When Will Rising Rates Sting Stocks?

Investors can't help but wonder at what level rising interest rates will give the stock market a reason to pause.

Some traders have pointed to a yield level right about where the 10-year has been this week: just above 3.5 percent. But a number of strategists are looking for a higher level before stocks start to get burned.


"If you start pushing up north of 4 percent, stocks will pay attention," said Jordan Kotick, global head of technical strategy at Barclay's Capital. Kotick said 4 percent has proven to be a barrier, including the last time the 10-year reached it in April.

"I think the magnitude and trajectory does raise some concerns," said Jeffrey Kleintop, chief market strategist at LPL Financial.

"I think if we get much above 4 percent, I think stocks would have to pause and consider the economic ramifications of what that might be, and whether the Fed would have to take any additional action to keep rates down, and what that might mean."

But Jack Ablin, chief investment officer at Harris Private Bank, says there's no special level that will trigger a flight from stocks.

"I look at valuation differential between stocks and bonds. It's as gaping a difference as I've ever seen. Historically, I like to look at earnings yield on the S&P 500, which is 7.2, and I match it up against the 10-year BBB bonds, which are about 4.9 percent. Historically, those are roughly the same," he said, noting the current large disparity.

"My conclusion is stocks are probably fairly priced. Bonds are overpriced, yields too low... In theory, rates should be able to move higher without impacting valuations in stocks one iota. We're calling for roughly a 100 basis-point rise in rates on top of this," he said.

Ablin said that move would not necessarily derail stocks. "There's still an adequate cushion in my view that rates can move higher without upsetting the apple cart. I just don't know where the magic line is," he said.

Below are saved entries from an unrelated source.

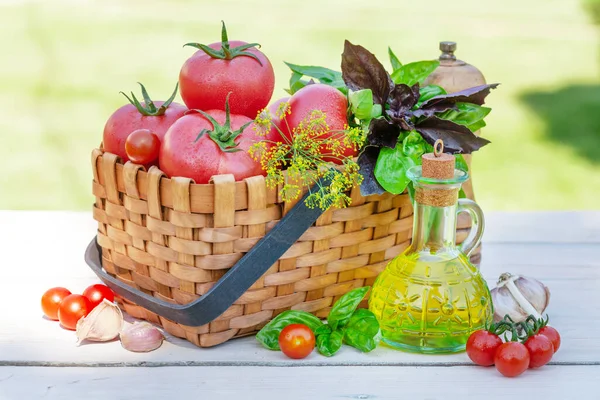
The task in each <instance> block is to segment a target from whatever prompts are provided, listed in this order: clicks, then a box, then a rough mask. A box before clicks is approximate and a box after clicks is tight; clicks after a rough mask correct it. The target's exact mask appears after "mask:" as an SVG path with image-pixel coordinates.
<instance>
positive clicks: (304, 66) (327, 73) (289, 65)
mask: <svg viewBox="0 0 600 400" xmlns="http://www.w3.org/2000/svg"><path fill="white" fill-rule="evenodd" d="M285 64H286V65H287V66H288V67H289V68H290V69H291V70H292V78H290V91H292V92H293V93H295V92H297V91H298V90H300V89H302V87H304V86H306V83H305V84H304V86H302V87H299V84H298V83H297V82H300V78H302V77H303V76H308V77H310V78H314V79H316V80H318V81H319V82H320V83H323V84H325V85H329V86H332V87H334V88H336V89H338V90H339V91H341V92H342V93H344V94H347V93H348V88H347V87H346V84H345V83H344V80H343V79H342V73H341V72H339V71H334V70H332V69H329V68H325V67H318V66H313V65H296V64H291V63H288V62H286V63H285ZM293 79H294V82H292V80H293ZM302 82H306V81H302ZM294 83H295V84H296V88H297V90H295V91H294V89H293V88H292V86H293V85H294Z"/></svg>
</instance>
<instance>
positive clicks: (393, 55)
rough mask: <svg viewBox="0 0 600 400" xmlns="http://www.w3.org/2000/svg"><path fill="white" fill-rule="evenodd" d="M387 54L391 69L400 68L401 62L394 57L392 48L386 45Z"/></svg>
mask: <svg viewBox="0 0 600 400" xmlns="http://www.w3.org/2000/svg"><path fill="white" fill-rule="evenodd" d="M388 55H389V56H390V63H391V64H392V71H396V70H399V69H400V68H402V63H401V62H400V60H399V59H398V57H396V55H395V54H394V52H393V51H392V48H391V47H389V46H388Z"/></svg>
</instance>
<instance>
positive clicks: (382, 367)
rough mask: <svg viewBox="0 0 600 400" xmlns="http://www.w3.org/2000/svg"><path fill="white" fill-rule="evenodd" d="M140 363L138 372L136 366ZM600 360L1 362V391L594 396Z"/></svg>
mask: <svg viewBox="0 0 600 400" xmlns="http://www.w3.org/2000/svg"><path fill="white" fill-rule="evenodd" d="M140 370H141V372H140ZM598 376H600V366H587V367H584V366H571V367H556V366H548V367H545V368H544V369H540V370H530V371H527V372H526V373H525V374H523V375H521V376H519V377H517V378H514V379H510V380H508V379H505V378H502V377H500V376H499V374H498V373H497V372H496V371H495V370H494V369H493V368H478V367H453V368H444V367H430V368H419V367H344V368H341V369H340V368H302V367H300V368H270V367H236V368H224V367H164V368H39V367H38V368H35V367H23V368H12V369H10V368H6V367H4V368H0V396H2V398H3V399H32V398H43V399H50V400H59V399H60V400H72V399H79V398H84V399H127V400H138V399H139V400H148V399H168V398H174V397H175V398H182V399H186V398H189V399H206V400H213V399H219V400H239V399H251V400H259V399H260V400H269V399H276V400H280V399H299V400H324V399H368V400H399V399H407V400H413V399H414V400H417V399H418V400H422V399H544V400H575V399H577V400H592V399H594V400H596V399H598V390H599V389H600V383H599V382H598V380H597V379H591V378H592V377H596V378H597V377H598Z"/></svg>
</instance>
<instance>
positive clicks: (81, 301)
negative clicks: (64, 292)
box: [58, 294, 93, 331]
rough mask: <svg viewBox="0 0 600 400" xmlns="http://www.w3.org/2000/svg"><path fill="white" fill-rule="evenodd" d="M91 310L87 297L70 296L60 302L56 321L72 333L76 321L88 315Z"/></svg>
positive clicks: (75, 323) (90, 306) (65, 298)
mask: <svg viewBox="0 0 600 400" xmlns="http://www.w3.org/2000/svg"><path fill="white" fill-rule="evenodd" d="M92 308H93V307H92V303H90V301H89V300H88V298H87V297H85V296H82V295H80V294H70V295H68V296H67V297H65V298H64V299H63V301H61V302H60V306H59V307H58V320H59V321H60V324H61V325H62V326H64V327H65V328H67V329H70V330H72V331H74V330H75V327H76V326H77V321H79V320H80V319H81V318H82V317H85V316H86V315H88V314H89V313H90V311H92Z"/></svg>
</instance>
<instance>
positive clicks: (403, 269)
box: [369, 249, 493, 353]
mask: <svg viewBox="0 0 600 400" xmlns="http://www.w3.org/2000/svg"><path fill="white" fill-rule="evenodd" d="M409 251H410V249H409V250H408V251H407V253H409ZM369 309H370V310H371V311H372V312H373V313H374V314H375V316H376V317H377V319H378V320H379V323H380V325H381V332H382V335H383V341H384V342H385V343H387V344H388V345H391V346H393V347H397V348H400V349H402V350H407V351H413V352H419V353H453V352H458V351H463V350H464V348H465V345H466V343H467V340H468V338H469V335H470V334H471V333H472V332H473V331H475V330H477V329H482V328H484V327H485V325H486V323H487V322H489V321H491V318H492V315H493V310H492V304H491V300H490V293H489V290H488V287H487V285H486V283H485V281H484V280H483V278H482V277H481V275H480V274H479V271H478V270H477V268H475V267H474V266H473V265H472V264H471V263H470V262H469V260H468V259H467V258H466V257H465V256H464V255H463V254H462V253H460V252H458V251H456V252H449V253H443V254H440V255H431V254H424V253H412V254H406V253H405V254H403V255H400V256H398V257H397V258H396V259H394V260H392V261H391V262H390V263H389V264H388V266H387V267H386V269H385V271H383V272H382V273H381V274H380V275H379V277H378V279H377V281H376V282H375V285H374V286H373V291H372V293H371V298H370V300H369Z"/></svg>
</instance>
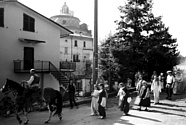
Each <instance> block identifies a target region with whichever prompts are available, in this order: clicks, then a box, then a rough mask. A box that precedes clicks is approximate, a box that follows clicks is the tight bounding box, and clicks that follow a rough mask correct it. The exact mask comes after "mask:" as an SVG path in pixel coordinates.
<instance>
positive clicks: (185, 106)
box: [0, 94, 186, 125]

Ablin issued his outlook for 2011 on Wednesday. "Stocks are reasonably priced, so I think we could eke out modest gains. My guess for 2011 is 8 percent is going to be the best returns we're going to see," he said.

Stocks Technically Sound

Stocks have side-stepped the rise in rates so far.

"The stock market seems pretty good. We felt some money was coming out of the bond market into the higher-yielding names three to four months ago..that was what we saw in MLPs (master limited partnership), utilities, telecoms like Verizon and AT&T ," said Paul LaRosa, technical analyst at Maxim Group.

"That to me was a sort of warning for the bond market," he said.

LaRosa said the complexion of the stock market is different than it was earlier in the year.

"The market should be concerned about the trajectory and about how fast we're moving in that direction, but not the level." -LPL Financial, Jeffrey Kleintop

"77 percent of the charts on the NYSE are in good technical health. That's pretty good. I'm seeing many more longs than shorts. The difference between now and earlier in the year, when we were bearish, is then many charts were topping out, like in energy, and that was pre-BP disaster; and in financials," he said.

"Now you look at financials in particular, you look at the XLF (financial ETF), and you're seeing people coming into it," he said. Traders have said the promise of higher dividends are the draw for financial names.

But LaRosa too agrees that 4 percent is an area to watch, since the stock market has struggled at that level when he charts it against the 10-year yield, going back to 1994.

Driving Yields Higher

Traders have debated the reason for the back-up in yields, and many see a steady stream of better economic news as a driver. Adding to that is the tax package approved by the Senate Wednesday that would extend Bush-era tax cuts for two years. The bill is expected to be approved by the House.

Analysts have pointed to the legislation as a catalyst for bond market selling, since the compromise was first discussed by President Obama last week. The bill includes a one-year break on Social Security taxes for individual taxpayers. Based on the package, economists raised their 2011 growth forecasts, which has been so far bullish for stocks and negative for bond prices. Some traders also say the package has prompted bond market selling for another reason: it will add to the ballooning federal budget deficit.

Rates have been moving higher since hitting a low in October, but the last several sessions have been particularly volatile. Rates shot even higher after the Fed Tuesday reaffirmed its intention to carry out its quantitative easing program. The Fed launched the program to buy a total $600 billion in Treasury securities in November, and since then rates have risen. In theory, quantitative easing was expected to have driven rates lower.

Mortgage rates have climbed along with Treasury yields, and the rate for a 30-year mortgage was at 5.19 percent Thursday. On Thursday morning, the 10-year note was yielding 3.55 percent.

"The market should be concerned about the trajectory and about how fast we're moving in that direction, but not the level. In the first quarter of this year, we averaged around 3.7, 3.8 on the 10-year and stocks were around this level, so these levels on rates certainly do not suggest stocks shouldn't be here, that they should be moving lower," Kleintop said.

"We're just getting back to a reaccelerating economic environment like we saw in the first quarter of this year, as we come out of the summer soft spot, you'd expect rates to rise and stocks to move along with it," he said.